Evidently, these tests ranked somewhere near the Ten Commandments, and were so perfectly formed that any criticism of them, let alone movement away from them, was absolutely out of the question. The Post showed no evidence they were actually familiar with the tests.

In our school, we have an election day PD by some company that’s visited us before. The first time they came, they showed us two essays. One was written by some spoiled young woman who complained her parents sent her to Europe. Evidently it was boring. Another was written by a young man who made burgers at a beachside stand that summer and milked the experience for all the humor that could be found in it.

There we were, challenged by highly paid PD preppers to discern between art and crap. It was my distinct feeling that anyone who didn’t recognize the crap for what it was, well, that person ought not to be teaching writing. I understand why the school is engaging them, though. A lot of students cannot write their way out of a paper bag, and many are native English speakers.

Actually, I place the blame for that on the English Regents exam, which we’re urged to prep kids for. The English Regents exam is Common Core based, and thus formulated on David Coleman’s brilliant theory that no one gives a crap what you think or feel. Since we teach students to write based on that foundation, it’s no surprise whatsoever that they produce writing no one wants to read. The truth is, no one gives a crap about writing that has no heart, passion or feeling.

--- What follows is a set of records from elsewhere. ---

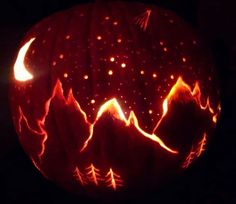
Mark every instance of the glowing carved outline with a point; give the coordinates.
(113, 180)
(20, 71)
(195, 153)
(143, 19)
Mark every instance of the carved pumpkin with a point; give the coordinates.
(113, 96)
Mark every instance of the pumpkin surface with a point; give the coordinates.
(108, 97)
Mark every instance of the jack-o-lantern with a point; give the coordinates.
(112, 96)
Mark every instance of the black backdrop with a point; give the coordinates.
(210, 180)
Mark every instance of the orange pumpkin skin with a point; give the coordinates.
(113, 96)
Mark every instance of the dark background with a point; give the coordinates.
(211, 180)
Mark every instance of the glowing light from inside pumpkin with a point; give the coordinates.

I’ve actually been told that some of our highest-performing students have written college essays that were not particularly impressive. Someone who works at a college told me when she read good essays, she had no idea whether students wrote them themselves. When she read bad ones, she knew they were real.

Given all that, the Post now cries and moans that the NAEP exams are the gold standard, and by that standard de Blasio has made no progress whatsoever, and that this is "final proof."  Given the state standards are crap, something that’s utterly eluded the Post, I’m not surprised. I’m also not remotely persuaded this is de Blasio’s fault. After all, it’s the geniuses in Albany who write the tests, without which our students can’t graduate. Instead of teaching kids how to write, let alone how to appreciate reading, we’re forced to teach them to deal with crap that will serve only one purpose—helping them pass the crappy tests.

If Michael Bloomberg were mayor, the Post would be praising him to the heavens. He’d be a genius for raising state test scores. The NAEP would be ignored. The thing that really gets the Post’s goat is all that “social justice” stuff.

Perish forbid that students like those I serve should be treated with dignity as a matter of course. No, let’s go on our merry way as the geniuses in Albany cut direct English instruction. Doubtless the NY State Regents and the editors of the NY Post could go to China tomorrow and ace their standardized tests with no help whatsoever.

I’ve had it with reading education editorials and op-eds by people who not only haven’t got the remotest notion what they’re talking about, but then go the extra mile and say any gosh darn thing that will reinforce their obvious and blatant prejudices.